Robot journalism: The difference between scraping the internet vs using structured data

There’s an important discussion going on in our industry around the use of robots to produce journalism. Having worked in this field for several years now, we’ve heard sceptics question how it’s possible to build algorithms which create consistently reliable and correct articles. This concern is valid when the underlying data is collected by scraping the internet. But when you build your automated content on structured data sets, the risk of error is minimal.  

It’s easy to understand the disquiet in the debate about automated journalism, and the confusion at the root of it. As with all technology, it can be used for nefarious ends. With modern computer programming it’s possible to create an algorithm that will go out and scrape the internet for just the kind of data or content you’re looking for, subsequently writing stories to suit someone’s political purposes – for example.

But this technology can also be used for good. There are lots of serious news publishers – with journalistic principles at the core – who use automated journalism to strengthen their business, some of whom work with United Robots. The process they use is very different to what we described above.

First of all, there’s the data. In order to produce reliable, factual texts, you need to work from structured sets of quality data, such as land registry data or sports results, which are not only correct, but which will be consistently available over time. The subsequent automation workflow then includes careful analysis of the data, a verified language process and finally distribution on the right platform, to the right audience.

With United Robots’ technology, the algorithms are managed by man and machine in tandem. The journalists and editors we work with determine how an article should be constructed; that is should include e g a headline of a certain type and/or length, a stand-first to some specification, a number of facts, a summary at the end etc.

The structure of the texts and rules around what angles to look for can be defined in quite some detail by the newsroom. So for example, when we build articles about property sales, a property may be defined as a “mansion” if the house is X large and the land is minimum Y square meters or acres. Or if we generate sports texts, let’s say football, a “sensational” turn of events may be if XYZ happens. And a “crushing defeat” may only require being beaten by three goals in the top league, but by six in division 4. The work in the newsroom to determine what is what is an interesting process in itself, and forces editors and reporters to really think through the language and values they use.

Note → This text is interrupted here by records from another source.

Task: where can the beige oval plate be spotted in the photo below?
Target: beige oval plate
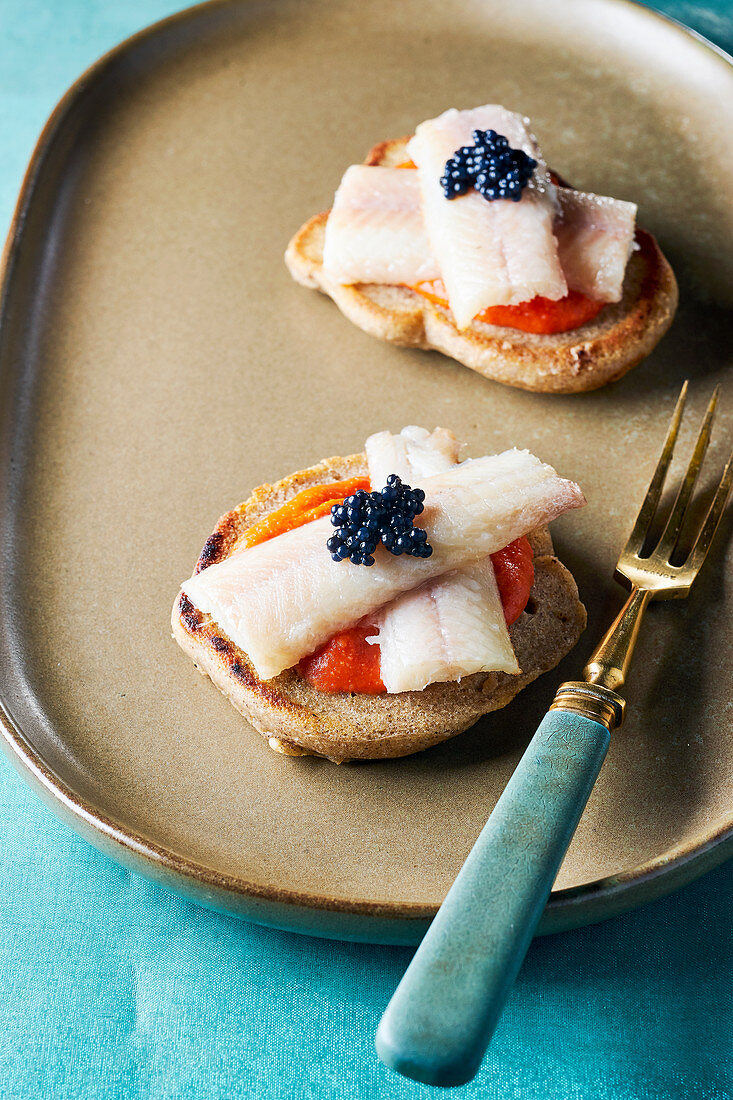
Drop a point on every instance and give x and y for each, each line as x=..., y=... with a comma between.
x=157, y=362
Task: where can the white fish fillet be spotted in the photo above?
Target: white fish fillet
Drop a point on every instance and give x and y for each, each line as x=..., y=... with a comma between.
x=594, y=237
x=450, y=626
x=414, y=454
x=375, y=232
x=281, y=600
x=493, y=253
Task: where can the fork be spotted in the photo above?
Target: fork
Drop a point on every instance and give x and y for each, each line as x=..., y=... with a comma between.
x=441, y=1016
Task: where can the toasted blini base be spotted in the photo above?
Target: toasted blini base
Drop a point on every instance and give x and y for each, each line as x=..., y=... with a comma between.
x=299, y=719
x=621, y=336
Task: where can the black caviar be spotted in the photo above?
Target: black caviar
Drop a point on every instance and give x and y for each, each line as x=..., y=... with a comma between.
x=491, y=166
x=365, y=519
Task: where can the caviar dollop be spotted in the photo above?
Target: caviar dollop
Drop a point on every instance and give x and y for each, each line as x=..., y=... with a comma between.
x=365, y=519
x=491, y=166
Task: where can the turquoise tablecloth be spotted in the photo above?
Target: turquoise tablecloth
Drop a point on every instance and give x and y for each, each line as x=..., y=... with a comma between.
x=113, y=988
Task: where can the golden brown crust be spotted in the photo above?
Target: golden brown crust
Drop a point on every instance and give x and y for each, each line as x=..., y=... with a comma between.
x=345, y=726
x=621, y=336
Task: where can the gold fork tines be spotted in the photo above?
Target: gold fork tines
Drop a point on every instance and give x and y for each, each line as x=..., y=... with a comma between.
x=652, y=574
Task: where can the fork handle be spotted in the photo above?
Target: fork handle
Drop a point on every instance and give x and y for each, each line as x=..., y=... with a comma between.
x=442, y=1014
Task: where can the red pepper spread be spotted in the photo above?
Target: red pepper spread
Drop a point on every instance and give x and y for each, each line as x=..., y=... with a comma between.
x=347, y=661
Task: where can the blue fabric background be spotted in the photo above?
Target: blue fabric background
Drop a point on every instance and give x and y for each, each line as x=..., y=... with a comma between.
x=113, y=988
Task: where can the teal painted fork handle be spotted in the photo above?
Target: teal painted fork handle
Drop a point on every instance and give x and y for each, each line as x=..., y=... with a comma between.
x=442, y=1014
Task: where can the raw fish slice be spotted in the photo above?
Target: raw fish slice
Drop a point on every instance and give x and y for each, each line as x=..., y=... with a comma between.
x=453, y=625
x=282, y=598
x=594, y=237
x=493, y=253
x=374, y=232
x=414, y=454
x=448, y=628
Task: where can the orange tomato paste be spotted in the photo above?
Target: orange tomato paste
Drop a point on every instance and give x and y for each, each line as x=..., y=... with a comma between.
x=309, y=504
x=538, y=315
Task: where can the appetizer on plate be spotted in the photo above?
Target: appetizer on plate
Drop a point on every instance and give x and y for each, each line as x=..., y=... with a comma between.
x=462, y=240
x=376, y=604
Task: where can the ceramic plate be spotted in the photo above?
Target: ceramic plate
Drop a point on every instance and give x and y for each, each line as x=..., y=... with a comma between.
x=157, y=362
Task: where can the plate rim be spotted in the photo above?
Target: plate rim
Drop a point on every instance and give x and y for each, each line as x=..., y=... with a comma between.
x=571, y=906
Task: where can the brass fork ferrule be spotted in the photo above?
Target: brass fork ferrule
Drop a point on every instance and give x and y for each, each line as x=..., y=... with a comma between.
x=592, y=701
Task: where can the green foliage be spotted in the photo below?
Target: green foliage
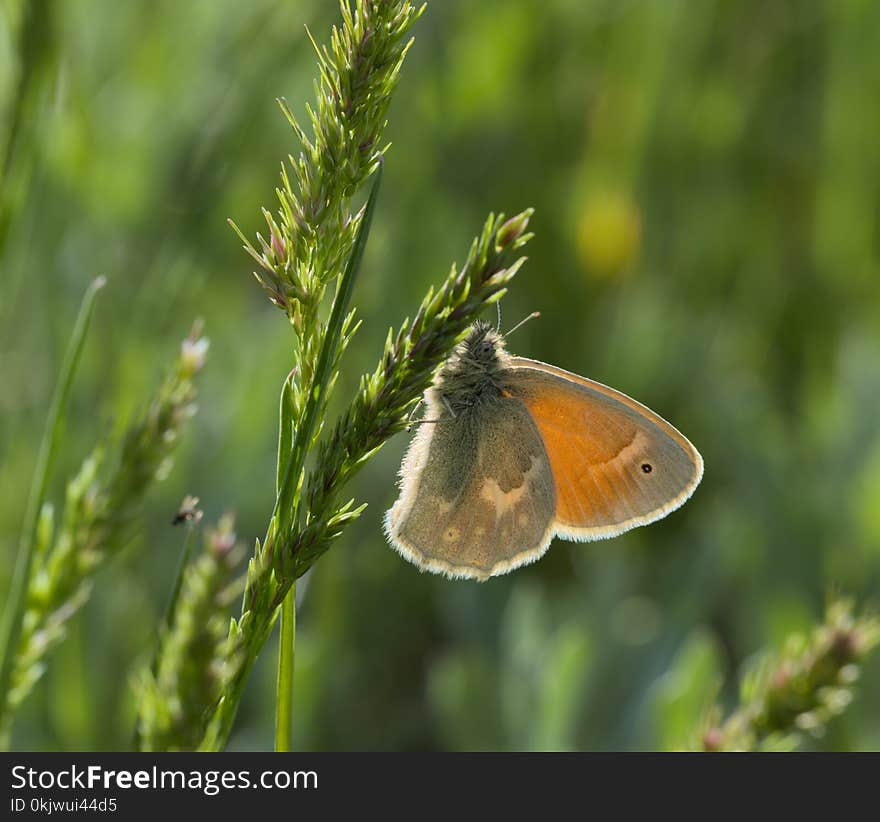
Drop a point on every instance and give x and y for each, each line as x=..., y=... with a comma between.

Once the rules for the text structure and angles are established by man, machine takes over. And what machines – the robots – contribute is that they never make factual or logical errors. If a fact is in the data, it’s correct and may be included (and consequently, if it’s not in the data, it will not feature). In other words, we build text on insights gleaned from the data analysis alone, with the rule system set in line with the journalistic principles and style sheets of the newsroom in question.

From a business perspective, working from structured data sets consistently published over time – as opposed to scraping for data – means a guaranteed volume of articles will be regularly generated, without which you can’t build sustainable news products and services. And only with structured data can you ensure the quality and reliability necessary to maintain trust in your journalism.